Our previous experience with the beads was using them as a hot pack on January 3:

 

We cut open the ring engine and replaced the 600 grams of rings with 520 grams of beads, which occupied a much shallower area.  This turned out to be much more restrictive than the rings, but showed no change in behavior over the length of the run.

380 lbf from 265 psi feed, 208 psi mid, 83 psi chamber

We removed 200 grams of beads (now 320), and the thrust went up:

515 lbf from 281 psi feed, 210 psi mid, 65 psi chamber (the sensor tube must have been loose, this number can’t be right)

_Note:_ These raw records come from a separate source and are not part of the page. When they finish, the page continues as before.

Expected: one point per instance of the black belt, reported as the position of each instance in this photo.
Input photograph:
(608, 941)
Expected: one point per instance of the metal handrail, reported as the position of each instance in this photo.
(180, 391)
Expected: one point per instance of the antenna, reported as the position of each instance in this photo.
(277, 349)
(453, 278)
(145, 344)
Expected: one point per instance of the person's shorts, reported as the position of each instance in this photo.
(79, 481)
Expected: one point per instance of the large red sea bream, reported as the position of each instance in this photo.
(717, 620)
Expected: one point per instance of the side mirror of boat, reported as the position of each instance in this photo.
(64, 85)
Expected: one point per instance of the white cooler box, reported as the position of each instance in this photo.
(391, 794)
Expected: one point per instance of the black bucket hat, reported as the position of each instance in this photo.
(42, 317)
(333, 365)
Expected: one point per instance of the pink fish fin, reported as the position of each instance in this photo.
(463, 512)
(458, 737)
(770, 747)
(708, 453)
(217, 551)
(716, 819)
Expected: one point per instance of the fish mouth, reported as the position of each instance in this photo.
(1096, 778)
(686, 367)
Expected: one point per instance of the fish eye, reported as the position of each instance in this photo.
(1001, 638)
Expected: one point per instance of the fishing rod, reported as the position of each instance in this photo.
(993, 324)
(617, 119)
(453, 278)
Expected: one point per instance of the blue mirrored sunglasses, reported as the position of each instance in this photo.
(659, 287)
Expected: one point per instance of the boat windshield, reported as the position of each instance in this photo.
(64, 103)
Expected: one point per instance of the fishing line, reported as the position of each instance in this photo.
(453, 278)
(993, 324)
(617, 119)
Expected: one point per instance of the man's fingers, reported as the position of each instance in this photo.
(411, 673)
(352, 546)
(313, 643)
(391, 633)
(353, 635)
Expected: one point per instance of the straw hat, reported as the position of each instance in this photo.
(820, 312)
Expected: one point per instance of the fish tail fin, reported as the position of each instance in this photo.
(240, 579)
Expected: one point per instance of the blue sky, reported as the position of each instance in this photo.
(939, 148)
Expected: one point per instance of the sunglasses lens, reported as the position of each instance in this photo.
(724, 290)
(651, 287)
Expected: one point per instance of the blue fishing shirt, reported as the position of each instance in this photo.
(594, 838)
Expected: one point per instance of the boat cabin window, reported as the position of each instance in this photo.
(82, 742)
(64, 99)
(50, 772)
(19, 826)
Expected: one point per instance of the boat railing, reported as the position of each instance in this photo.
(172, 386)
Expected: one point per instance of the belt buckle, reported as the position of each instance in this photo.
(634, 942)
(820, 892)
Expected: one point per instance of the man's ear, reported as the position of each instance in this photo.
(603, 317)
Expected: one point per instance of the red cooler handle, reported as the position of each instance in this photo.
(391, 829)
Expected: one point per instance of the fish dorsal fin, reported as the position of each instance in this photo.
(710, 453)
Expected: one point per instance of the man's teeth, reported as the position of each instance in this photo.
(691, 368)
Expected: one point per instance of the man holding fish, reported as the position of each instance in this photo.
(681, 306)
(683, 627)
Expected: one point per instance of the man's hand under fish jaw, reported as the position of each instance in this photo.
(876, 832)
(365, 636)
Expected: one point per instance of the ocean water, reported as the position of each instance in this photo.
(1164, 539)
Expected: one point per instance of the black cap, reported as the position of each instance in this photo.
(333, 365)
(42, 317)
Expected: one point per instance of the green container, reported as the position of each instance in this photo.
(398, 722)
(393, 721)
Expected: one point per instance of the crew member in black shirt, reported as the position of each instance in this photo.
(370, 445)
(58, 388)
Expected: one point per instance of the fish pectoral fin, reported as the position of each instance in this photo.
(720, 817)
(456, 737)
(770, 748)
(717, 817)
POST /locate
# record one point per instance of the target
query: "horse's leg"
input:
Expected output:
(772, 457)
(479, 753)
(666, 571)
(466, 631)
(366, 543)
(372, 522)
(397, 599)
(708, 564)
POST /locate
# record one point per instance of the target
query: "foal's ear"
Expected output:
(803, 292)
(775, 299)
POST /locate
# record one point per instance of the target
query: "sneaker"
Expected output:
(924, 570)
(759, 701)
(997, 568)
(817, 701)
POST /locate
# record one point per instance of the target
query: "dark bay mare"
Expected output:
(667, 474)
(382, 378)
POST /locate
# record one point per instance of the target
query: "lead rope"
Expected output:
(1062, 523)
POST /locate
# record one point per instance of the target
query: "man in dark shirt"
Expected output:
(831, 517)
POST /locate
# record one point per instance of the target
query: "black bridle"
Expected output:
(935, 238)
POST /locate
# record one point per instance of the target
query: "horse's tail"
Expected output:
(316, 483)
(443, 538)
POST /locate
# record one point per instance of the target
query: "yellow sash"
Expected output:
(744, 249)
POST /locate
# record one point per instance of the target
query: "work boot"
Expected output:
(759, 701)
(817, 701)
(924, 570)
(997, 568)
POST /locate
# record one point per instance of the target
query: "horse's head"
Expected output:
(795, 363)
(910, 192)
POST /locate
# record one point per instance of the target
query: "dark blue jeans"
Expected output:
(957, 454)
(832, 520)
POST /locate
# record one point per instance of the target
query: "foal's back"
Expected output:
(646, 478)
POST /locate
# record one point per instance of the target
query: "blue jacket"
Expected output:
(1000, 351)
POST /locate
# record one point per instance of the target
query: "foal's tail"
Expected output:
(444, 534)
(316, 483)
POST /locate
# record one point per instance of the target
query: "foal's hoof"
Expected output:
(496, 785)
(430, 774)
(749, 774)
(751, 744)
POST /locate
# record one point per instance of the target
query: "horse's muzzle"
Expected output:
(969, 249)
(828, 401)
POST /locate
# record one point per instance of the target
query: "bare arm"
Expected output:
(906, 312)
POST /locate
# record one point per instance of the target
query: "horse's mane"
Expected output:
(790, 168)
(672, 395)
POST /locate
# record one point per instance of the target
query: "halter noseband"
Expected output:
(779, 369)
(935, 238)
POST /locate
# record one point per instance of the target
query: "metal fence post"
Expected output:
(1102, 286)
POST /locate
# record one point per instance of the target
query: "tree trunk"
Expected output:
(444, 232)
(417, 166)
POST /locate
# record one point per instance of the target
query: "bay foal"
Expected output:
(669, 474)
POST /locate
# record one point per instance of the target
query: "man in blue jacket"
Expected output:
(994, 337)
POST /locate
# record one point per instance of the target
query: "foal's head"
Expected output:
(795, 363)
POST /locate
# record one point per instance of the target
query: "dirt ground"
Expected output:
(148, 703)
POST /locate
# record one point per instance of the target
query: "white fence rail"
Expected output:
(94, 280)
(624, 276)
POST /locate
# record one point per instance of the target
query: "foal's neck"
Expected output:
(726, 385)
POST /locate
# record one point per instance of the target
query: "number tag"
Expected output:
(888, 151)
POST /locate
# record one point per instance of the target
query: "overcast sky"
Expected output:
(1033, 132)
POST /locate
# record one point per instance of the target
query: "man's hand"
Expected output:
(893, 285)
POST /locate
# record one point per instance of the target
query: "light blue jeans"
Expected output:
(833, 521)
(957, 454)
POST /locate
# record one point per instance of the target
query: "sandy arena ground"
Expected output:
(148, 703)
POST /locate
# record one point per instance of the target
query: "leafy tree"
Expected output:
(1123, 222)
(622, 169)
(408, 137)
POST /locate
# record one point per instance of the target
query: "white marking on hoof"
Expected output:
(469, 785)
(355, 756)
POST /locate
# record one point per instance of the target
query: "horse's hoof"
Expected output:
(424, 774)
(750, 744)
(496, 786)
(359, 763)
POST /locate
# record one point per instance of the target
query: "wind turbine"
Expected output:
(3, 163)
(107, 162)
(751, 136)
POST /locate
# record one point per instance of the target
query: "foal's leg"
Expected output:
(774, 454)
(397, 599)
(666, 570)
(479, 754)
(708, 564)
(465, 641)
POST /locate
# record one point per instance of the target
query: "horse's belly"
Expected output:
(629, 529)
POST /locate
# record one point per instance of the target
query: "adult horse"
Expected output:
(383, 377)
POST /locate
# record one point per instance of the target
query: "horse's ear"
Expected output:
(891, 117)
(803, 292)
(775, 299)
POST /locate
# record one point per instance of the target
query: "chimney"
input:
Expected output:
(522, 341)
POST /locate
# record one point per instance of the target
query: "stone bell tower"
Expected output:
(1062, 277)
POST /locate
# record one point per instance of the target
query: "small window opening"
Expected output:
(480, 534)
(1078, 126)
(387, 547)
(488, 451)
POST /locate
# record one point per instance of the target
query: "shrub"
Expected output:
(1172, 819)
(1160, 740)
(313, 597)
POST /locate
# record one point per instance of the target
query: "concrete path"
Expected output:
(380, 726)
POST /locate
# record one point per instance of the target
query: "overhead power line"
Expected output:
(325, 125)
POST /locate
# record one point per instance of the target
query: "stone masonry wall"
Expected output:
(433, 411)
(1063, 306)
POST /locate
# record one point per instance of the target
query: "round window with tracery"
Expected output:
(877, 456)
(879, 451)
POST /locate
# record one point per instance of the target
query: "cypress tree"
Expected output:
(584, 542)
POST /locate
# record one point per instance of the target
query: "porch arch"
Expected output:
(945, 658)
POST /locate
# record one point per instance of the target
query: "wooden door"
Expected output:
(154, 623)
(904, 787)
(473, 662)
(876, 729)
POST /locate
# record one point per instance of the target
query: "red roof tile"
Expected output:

We were afraid to pull any more of the beads out, because the layer wasn’t very thick, and any bowing of the supporting plate would let them pull away from the edges and allow some gas to bypass the catalyst.

 

This week, we initially tried making a cold pack with 375 grams of beads over a 600 gram ring hot pack.  We couldn’t get this to preheat.

 

We tried to overkill it by adding a large section above the existing section and filling it with beads, bringing the total to 1197 grams of beads in the cold pack.  This engine was very interesting.  It started making very loud pops and bangs and intermittently stopping completely and occasionally belching flame.  Most interestingly, the chambers were glowing a perfectly even red hot, all the way up through the “cold” pack.  When we took it apart, the engine was a huge mess.  A lot of the beads had been pulverized, many internal supporting screens and plates had been burned away, and bead fragments were cemented all through the rings in the hot section.

 

The prospect of being able to sustain combustion in a single pack section is very enticing, so we built another test engine with a single block of 766 grams of beads.  We left a sizeable gap between the spreading plate and the bead catalyst, and mounted a glow plug there.  The hope was that pulses of propellant would rain into the catalyst, and the vapors would ignite on the glow plug and force combustion down through the pack to warm it throughout.  We used the 1.25” nozzles so that the pack would have a much lower pressure drop than with the big nozzle.  It wouldn’t be a bad trade to get a single catalyst pack even if we had to go to increase our throat to chamber diameter ratio from 3:1 to 4:1, but we couldn’t get this to warm up.  We might try again some time with propane preheating.

 

Even though this wouldn’t burn reliably (it made a few pops), it did seem to make a foamy mess about like the monolith cold packs, so we decided to try putting a 320 gram bead hot pack section below it, with the glow plug in the gap as is our usual practice.  We expected this to just work, because it was the same hot pack layout we had successfully tested before, and the cold pack was probably overkill for the amount of flow we were putting through it.  We were able to get it fairly hot on the preheat, but it quenched when it was opened up.  When we took the engine apart, we had a very interesting sight:  the perf plate above the hot pack was very evenly burned from the outside in.  If we had run it much more, we would have just had fragments inside, but we caught it at an ideal time to see it nearly chewed through at the edges, grading to untouched in the center.  The evidence is now pretty overwhelming that the dust from the ceramic catalysts will catalyze the burning of solid stainless steel as well as various gasses, which makes it rather difficult to make an engine using it…  The bead catalyst is probably a dead end.

 

http://media.armadilloaerospace.com/2004_02_15/burnedPlate.jpg

 

One other random thing we did this weekend was experiment with using a dual stage venturi pump to draw a vacuum in the big tank as an alternate loading method to pressurizing the drums.  The venturi pump is pretty impressive, pumping air out many times faster than our electric vacuum pump, but you do trade having to have a compressed air or nitrogen source for it.  We aren’t sure which we like better yet.  In any case, the new 50’ extra-flex loading hose that arrived is a huge improvement over the very kink-prone smooth bore hose we were previously using.